Please use this identifier to cite or link to this item: http://hdl.handle.net/123456789/13831
Title: MODELLING AND SIMULATION OF METHANE TRI - REFORMING FOR PRODUCTION OF HYDROGEN IN A MICRO - CHANNEL REACTOR
Authors: Kumar, Vijay
Keywords: METHANE TRI - REFORMING
HYDROGEN : PRODUCTION
MICRO - CHANNEL REACTOR : HYDROGEN PRODUCTION
CHEMICAL ENGINEERING
Issue Date: 2014
Abstract: Amongst various types of methane reforming processes such as dry reforming, steam reforming, auto thermal reforming etc., the steam reforming produces syngas having maximum H2/CO ratio. However, due to its endothermic nature, it requires external heating for the steam reforming reactions.
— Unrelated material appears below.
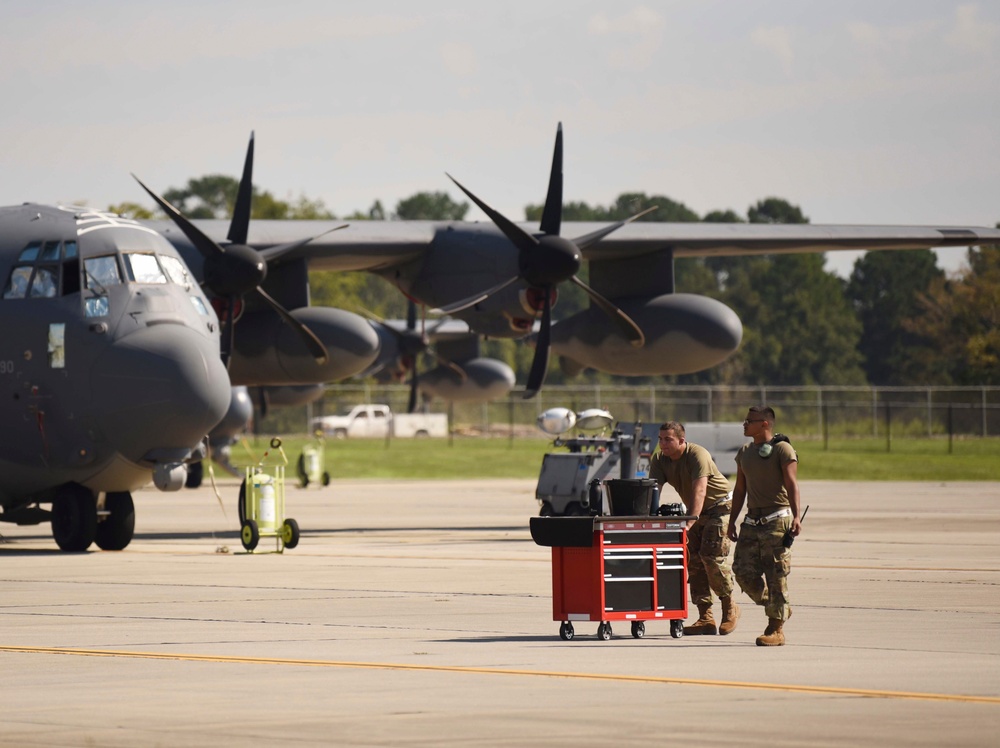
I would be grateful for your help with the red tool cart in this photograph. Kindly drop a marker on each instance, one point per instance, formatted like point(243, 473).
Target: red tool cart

Further, dry reforming and auto thermal reforming have their own limitations like high coke formation in case of dry reforming and lower H2/CO ratio in case of auto thermal reforming. Thus, tri-reforming is getting strong interest in recent years, in which the above three reforming reactions take place. Recently, the feasibility of tri-reforming has also been demonstrated in pilot scale KOGAS reformer using multi-tubular reactor. Although multi tubular fixed bed reactor is the common reactor configuration for reforming process, the thermal loss is relatively high in this reactor resulting lower efficiency. Application of monolith or micro channel type reactor may improve the efficiency of the reformer due to better heat integration. Application of micro-channel reactor for the reforming of methane has been reported by some literature however, there is hardly any report on the tri reforming of methane in micro channel reactor. In the present study tri-reforming of methane in micro channel reactor having 10 cm length 2 mm inner diameter and loaded with Ni based catalyst has been simulated. Model equations consisting ordinary differential equations have been simulated using ODE solver (ODE 45) in mat lab 2009 software. On the basis of simulated data it was found that methane conversion, hydrogen and CO yield and syngas production are favored by high temperature, low pressure and at limited amount of O2 in feed. As mentioned above the optimum temperature is 1000K, optimum pressure is 40 kPa and optimum feed composition CH4:H2O:CO2:O2 is 10:5:5:2. At optimum conditions the conversion of CH4 is 95%, the yield of H2 and CO is 2.06 and 1.38 respectively, the selectivity of H2 is higher than CO and H2/CO ratio is 1.49.
URI: http://hdl.handle.net/123456789/13831
Other Identifiers: M.Tech
Appears in Collections:MASTERS' DISSERTATIONS (Chemical Eng)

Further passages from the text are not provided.